Salvados por un acontecimiento
Las reflexiones de un conocido eclesiástico estadounidense sobre la nueva
encíclica. «¿Qué nos asegura en la vida de la Iglesia
que nuestra unidad es una realidad que no nace de nosotros? El sacramento»
Lorenzo
Albacete
Cuando el papa Juan Pablo II introdujo en el rosario los Misterio de
la Luz, dijo que los acontecimientos de la vida de Cristo debían ser contemplados
a través de los ojos de María. En su nueva encíclica sobre
la Eucaristía (Ecclesia de Eucharistia), el Santo Padre ratifica que «contemplar
el rostro de Cristo, y contemplarlo con María, es el “programa” que
he indicado a la Iglesia en el alba del tercer milenio, invitándola a
remar mar adentro en las aguas de la historia con el entusiasmo de la nueva evangelización.
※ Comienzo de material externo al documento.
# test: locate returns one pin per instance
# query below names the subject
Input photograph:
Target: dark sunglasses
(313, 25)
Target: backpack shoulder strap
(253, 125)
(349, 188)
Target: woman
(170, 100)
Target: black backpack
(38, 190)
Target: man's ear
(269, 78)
Contemplar a Cristo implica saber reconocerle dondequiera que Él se manifieste,
en sus multiformes presencias, pero sobre todo en el Sacramento vivo de su cuerpo
y de su sangre» (n.6).
A través de los ojos de María
No se puede reconocer a Cristo resucitado como presente en nuestro mundo si no
es a través de los ojos de María. Como en la Encarnación,
a través de María el Espíritu Santo hace de Cristo una presencia
concreta, tangible, un “rostro” viviente que reconocer y contemplar.
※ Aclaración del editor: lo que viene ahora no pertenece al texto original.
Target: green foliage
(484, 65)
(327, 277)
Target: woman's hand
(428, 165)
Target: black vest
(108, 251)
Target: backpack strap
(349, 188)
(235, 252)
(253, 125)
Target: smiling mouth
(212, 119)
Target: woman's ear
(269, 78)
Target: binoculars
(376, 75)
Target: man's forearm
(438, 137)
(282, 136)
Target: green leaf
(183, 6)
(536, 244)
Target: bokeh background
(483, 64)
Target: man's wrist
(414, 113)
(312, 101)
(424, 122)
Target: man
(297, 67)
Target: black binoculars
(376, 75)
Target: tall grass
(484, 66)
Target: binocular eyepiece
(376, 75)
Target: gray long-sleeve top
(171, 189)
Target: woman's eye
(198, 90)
Por esto rezamos: Veni Sancte Spiritus, veni per Mariam. María nos garantiza
la “objetividad” de la presencia de Cristo; nos asegura que la experiencia
que tenemos de su presencia no es algo puramente subjetivo, la proyección
de nuestros sueños y deseos. La buena noticia de la salvación es
posible sólo si esta salvación y la vida nueva que comunica tienen
su origen fuera de nosotros. La “salvación” implica algo que
no somos capaces de determinar con nuestras fuerzas, significa ser rescatados
de una situación desesperada. Las buenas intenciones, las inspiraciones
positivas, la devoción religiosa y el entusiasmo, el conocimiento y la
virtud por sí solas no pueden salvarnos. Somos salvados por un acontecimiento
que sucede independientemente de nuestras posibilidades de “auto-perfeccionamiento”.
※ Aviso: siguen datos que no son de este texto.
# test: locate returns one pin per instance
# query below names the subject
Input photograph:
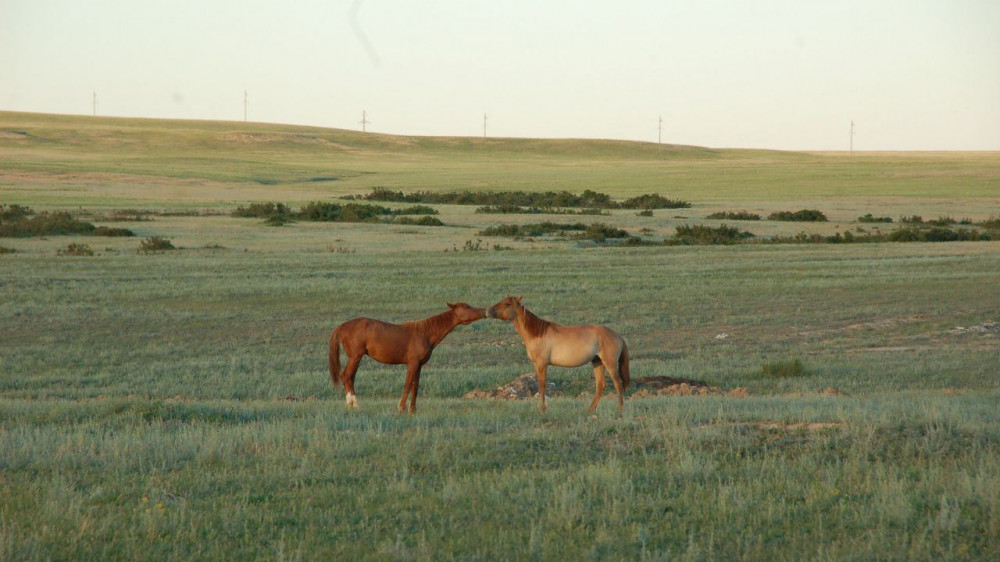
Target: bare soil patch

Los muertos no pueden volver a la vida por su voluntad. Este «algo que
acaece para cambiar nuestra situación» se llama acontecimiento.
Este acontecimiento ha sucedido una vez para siempre hace dos mil años
en el seno de María y ha “dilatado” el alcance de su poder
salvífico a través de los misterios de la vida de Cristo, en particular
su muerte y resurrección.
Una presencia objetiva
Esta presencia salvífica de Aquel que ha vencido a la muerte nos alcanza
a través de la experiencia de la unidad entre quienes comparten su vida
formando así el “cuerpo de Cristo”. Sin embargo, esta unidad
no está hecha de sentimientos o de objetivos comunes; es un hecho, un
hecho objetivo creado por el Espíritu Santo a partir del acontecimiento
de Cristo. Esta unidad tiene un nombre: la Iglesia. Pero, ¿qué es
lo que en la vida de la Iglesia nos asegura que nuestra unidad es de verdad una
realidad que no nace de nosotros? Es el sacramento del cuerpo y de la sangre
de Cristo. Es la Eucaristía. En toda la nueva encíclica, el Pontífice
insiste en la importancia de reconocer el hecho objetivo de la presencia salvífica
de Cristo en el Eucaristía. Por eso, el Papa subraya que debemos «mantener
que en la realidad misma, independiente de nuestro espíritu, el pan y
el vino han dejado de existir después de la consagración, de suerte
que el Cuerpo y la Sangre adorables de Cristo Jesús son los que están
realmente delante de nosotros» (n. 15).
Si la Eucaristía es el sacramento de la «objetividad» de la
presencia salvífica de Cristo, entonces existe un vínculo indisoluble
entre María y la Eucaristía. Así pues, el Santo Padre escribe: «María
concibió en la anunciación al Hijo divino, incluso en la realidad
física de su cuerpo y su sangre, anticipando en sí lo que en cierta
medida se realiza sacramentalmente en todo creyente que recibe, en las especies
del pan y del vino, el cuerpo y la sangre del Señor» (n.55).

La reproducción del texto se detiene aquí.